Les gains de productivité réalisés grâce à l’intelligence artificielle permettent aux intervenants des services en TI de se concentrer sur des priorités à forte valeur ajoutée. Sur une période de 5 à 10 ans, cette optimisation des efforts générerait progressivement des gains de productivité estimés entre 15 % et 20 % pour l’ensemble des TI, et non simplement pour un projet isolé. Plutôt que d’être absorbés sous forme d’économies nettes, ces gains seront réinvestis pour améliorer l’ensemble des activités des organisations, y compris les services en TI. Dans le secteur public, cela se traduira par des services plus accessibles, personnalisés et efficaces pour les citoyens. Dans les grandes entreprises, ces avantages permettront de poursuivre l’innovation, d’améliorer l’expérience client et de renforcer la compétitivité.

Ces gains proviennent d’une collaboration intelligente entre l’expertise humaine et la puissance algorithmique.

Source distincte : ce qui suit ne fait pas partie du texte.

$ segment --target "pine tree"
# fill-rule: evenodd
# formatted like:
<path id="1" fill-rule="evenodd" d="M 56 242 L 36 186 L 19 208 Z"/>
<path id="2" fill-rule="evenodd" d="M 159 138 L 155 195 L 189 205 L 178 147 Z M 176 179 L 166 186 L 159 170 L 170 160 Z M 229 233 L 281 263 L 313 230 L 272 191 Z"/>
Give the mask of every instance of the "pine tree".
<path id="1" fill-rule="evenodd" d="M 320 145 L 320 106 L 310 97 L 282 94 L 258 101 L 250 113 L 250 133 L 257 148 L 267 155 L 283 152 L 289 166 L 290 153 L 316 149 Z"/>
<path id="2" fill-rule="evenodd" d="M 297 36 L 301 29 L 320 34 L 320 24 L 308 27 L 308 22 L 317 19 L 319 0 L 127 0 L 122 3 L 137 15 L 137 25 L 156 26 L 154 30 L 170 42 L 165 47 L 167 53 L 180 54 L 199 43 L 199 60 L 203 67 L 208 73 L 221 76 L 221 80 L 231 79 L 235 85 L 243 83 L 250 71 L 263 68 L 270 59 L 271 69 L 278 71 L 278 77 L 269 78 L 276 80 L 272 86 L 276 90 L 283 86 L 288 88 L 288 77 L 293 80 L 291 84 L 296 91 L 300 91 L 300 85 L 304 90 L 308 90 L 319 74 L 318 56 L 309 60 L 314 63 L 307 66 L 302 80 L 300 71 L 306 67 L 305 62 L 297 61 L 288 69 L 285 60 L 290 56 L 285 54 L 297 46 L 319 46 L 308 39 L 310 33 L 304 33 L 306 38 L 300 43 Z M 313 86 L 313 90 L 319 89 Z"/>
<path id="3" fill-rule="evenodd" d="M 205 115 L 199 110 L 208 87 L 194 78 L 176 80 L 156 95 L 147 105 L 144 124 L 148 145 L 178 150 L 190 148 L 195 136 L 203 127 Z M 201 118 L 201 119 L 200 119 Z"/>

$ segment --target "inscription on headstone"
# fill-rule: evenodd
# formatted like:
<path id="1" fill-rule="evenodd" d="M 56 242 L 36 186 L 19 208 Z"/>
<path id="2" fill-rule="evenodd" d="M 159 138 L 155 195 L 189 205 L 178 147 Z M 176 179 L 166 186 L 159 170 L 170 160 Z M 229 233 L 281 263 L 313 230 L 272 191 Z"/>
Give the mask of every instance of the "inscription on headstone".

Bien loin de les rendre obsolètes, elle renforce l’importance du travail des ingénieurs et professionnels TI hautement qualifiés, en particulier lorsqu’ils concentrent leurs efforts sur des initiatives à forte valeur ajoutée.

En fin de compte, le défi auquel sont confrontées les organisations n’est pas de savoir si le casse-tête numérique peut être simplifié, mais s’il peut être maîtrisé de manière durable. Alors que le nombre de pièces continue d’augmenter et que l’image continue d’évoluer, la technologie, y compris l’IA, fournit des outils puissants pour accélérer la prise de décision et stimuler la productivité et la croissance. Mais ce sont les ingénieurs et les professionnels en TI qui assemblent les pièces, comprennent leurs interdépendances et veillent à ce que le casse-tête soit complet.

Nous constatons cette réalité chaque jour, avec notre équipe mondiale de près de 100 000 associés de CGI qui travaillent à bâtir l’avenir, à proximité de leurs clients. Les grandes entreprises s’appuient de plus en plus sur des partenaires capables de traduire et de maîtriser la complexité numérique pour en tirer un avantage organisationnel, en travaillant aux côtés de leurs équipes avec empathie, confiance et responsabilité. Dans tous les secteurs, la résilience, le jugement humain et la technologie centrée sur la personne s’imposent comme de véritables facteurs de différenciation. Dans ce contexte, l’IA et les autres technologies émergentes ne doivent pas rester des promesses abstraites, mais devenir de véritables leviers commerciaux qui aident les organisations à progresser et à obtenir des résultats qui comptent.